Links for January

Earlier this month Opportunity completed day 4000 of it's much extended 90 day mission.  When I heard about this I thought about the saddest xkcd comic ever, but I discovered that someone extended the comic to a much more cheerful ending.

Continuing the xkcd theme, remember that comic with the complete solution for Tic-Tac-Toe?  It isn't quite as rigorous but Texas Hold'em has also been solved.

I'm generally pro-nuclear power, so I'm excited by ways to make nuclear power cheaper and safer.

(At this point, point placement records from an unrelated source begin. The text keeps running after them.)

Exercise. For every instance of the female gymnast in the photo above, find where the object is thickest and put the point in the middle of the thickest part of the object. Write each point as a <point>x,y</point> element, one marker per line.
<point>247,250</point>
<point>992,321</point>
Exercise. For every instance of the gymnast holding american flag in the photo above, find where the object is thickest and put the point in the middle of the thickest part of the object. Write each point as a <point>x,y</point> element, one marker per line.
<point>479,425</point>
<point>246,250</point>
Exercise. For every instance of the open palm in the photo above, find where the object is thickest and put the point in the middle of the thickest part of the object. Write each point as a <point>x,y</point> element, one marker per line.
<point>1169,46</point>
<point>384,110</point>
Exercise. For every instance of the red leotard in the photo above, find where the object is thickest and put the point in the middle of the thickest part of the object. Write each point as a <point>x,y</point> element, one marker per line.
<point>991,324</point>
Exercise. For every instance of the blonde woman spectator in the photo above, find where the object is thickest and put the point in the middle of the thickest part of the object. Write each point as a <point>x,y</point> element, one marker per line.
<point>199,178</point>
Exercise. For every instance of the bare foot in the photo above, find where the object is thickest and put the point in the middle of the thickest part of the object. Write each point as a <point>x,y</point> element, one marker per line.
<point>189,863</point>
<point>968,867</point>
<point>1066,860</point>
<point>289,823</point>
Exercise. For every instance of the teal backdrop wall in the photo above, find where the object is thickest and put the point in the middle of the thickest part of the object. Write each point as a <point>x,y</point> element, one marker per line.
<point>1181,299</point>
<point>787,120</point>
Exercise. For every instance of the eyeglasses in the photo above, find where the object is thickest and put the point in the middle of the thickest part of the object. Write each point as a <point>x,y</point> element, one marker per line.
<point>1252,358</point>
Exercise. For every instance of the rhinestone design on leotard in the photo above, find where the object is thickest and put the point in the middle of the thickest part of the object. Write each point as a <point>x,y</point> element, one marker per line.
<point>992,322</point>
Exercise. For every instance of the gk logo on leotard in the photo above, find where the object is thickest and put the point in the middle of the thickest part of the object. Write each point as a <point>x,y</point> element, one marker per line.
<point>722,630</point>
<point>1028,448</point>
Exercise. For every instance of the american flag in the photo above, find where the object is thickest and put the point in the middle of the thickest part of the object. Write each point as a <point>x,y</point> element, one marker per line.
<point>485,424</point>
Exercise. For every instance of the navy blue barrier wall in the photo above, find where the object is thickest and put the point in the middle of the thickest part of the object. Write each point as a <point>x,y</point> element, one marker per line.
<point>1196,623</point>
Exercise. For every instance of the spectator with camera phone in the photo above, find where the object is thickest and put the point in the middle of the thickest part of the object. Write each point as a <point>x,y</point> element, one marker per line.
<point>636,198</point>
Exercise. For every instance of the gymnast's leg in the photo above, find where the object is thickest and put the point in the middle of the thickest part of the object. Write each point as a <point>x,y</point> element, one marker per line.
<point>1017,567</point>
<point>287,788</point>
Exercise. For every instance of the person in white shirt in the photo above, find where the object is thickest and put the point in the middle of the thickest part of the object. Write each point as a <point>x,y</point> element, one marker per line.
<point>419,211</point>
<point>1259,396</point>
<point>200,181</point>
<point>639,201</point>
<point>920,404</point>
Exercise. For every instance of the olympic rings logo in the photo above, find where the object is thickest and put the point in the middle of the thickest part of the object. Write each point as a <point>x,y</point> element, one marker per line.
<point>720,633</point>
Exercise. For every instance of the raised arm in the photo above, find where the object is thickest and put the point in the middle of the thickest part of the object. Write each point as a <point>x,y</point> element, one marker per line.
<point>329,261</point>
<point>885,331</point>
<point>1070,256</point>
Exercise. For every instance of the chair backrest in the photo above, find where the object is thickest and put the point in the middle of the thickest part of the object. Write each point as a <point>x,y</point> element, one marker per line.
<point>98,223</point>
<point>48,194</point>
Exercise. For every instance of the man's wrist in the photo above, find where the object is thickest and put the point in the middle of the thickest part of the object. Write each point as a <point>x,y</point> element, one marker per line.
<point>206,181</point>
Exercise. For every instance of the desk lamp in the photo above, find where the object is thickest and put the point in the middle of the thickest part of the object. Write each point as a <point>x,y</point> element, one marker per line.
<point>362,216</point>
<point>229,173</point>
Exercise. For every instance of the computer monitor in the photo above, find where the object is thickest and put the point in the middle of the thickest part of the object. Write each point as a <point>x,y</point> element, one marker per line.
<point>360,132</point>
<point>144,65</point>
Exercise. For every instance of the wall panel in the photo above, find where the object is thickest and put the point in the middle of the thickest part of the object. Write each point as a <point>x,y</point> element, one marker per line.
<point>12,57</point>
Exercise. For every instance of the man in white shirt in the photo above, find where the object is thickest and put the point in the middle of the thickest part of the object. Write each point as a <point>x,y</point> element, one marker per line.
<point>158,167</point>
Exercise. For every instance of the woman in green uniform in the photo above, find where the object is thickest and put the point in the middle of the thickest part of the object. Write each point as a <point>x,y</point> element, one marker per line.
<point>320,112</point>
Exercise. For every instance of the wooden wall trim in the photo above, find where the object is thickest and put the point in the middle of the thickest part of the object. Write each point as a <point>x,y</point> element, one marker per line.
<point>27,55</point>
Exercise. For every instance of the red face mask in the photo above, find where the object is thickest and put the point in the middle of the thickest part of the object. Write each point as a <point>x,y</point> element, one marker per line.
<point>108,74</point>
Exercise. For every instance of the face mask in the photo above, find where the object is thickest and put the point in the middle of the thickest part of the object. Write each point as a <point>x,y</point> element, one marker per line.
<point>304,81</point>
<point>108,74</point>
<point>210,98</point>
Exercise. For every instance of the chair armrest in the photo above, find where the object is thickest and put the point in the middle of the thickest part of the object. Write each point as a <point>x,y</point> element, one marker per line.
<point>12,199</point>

You can argue about most of the discoveries in the European Age of Exporation.  One the one hand the inhabitants clearly already knew about the Americas, Lake Victoria, etc.  On the other hand I don't mind saying that I discovered an excellent Szechuan restaurant recently despite the fact that I'm fairly confident that the owner and cook at the very least had known about it before I did.  Still, there were some places discovered that actually were unknown to anybody else.  And I've got to say, that whole website is just delightful if you like maps.

And speaking of liking maps, here are some amazing aerial photos of New York.

SpaceX launched a rocket!  It brought its cargo to space then fell back to Earth landed on a barge in the middle of the Atlantic.  Then it fell over, oops.  But that's still very impressive and they think they know how to fix what went wrong.


Eearlier this month I attended the Journal Of Imrpobably Reasearch panel at Arisia (they're the same people who give out the Ig Nobel Prizes).  The whole thing was amusing and but sadly not online.  Thankfully I found another amusing thing when I was there reading one of their actual journals before the show started and I can share my favorite paper from it.

Prosecutors almost never indict police officers who kill people in questionable circumstances such as Eric Gardner.  One prosecuter in Arizona did and found that the police had effective ways of retaliating.  Police officers like members of every other group sometimes act in ways that call for criminal sanction and it really worries me that that no longer seems possible in this country.

Microsoft has created some really compelling augmented reality goggles.  They're calling it "holograms" rather than augmented reality which actually makes a lot of sense from a marketing perspective.  What those goggles do is pretty close to Hollywood holograms even if they're totally unrelated to real holograms.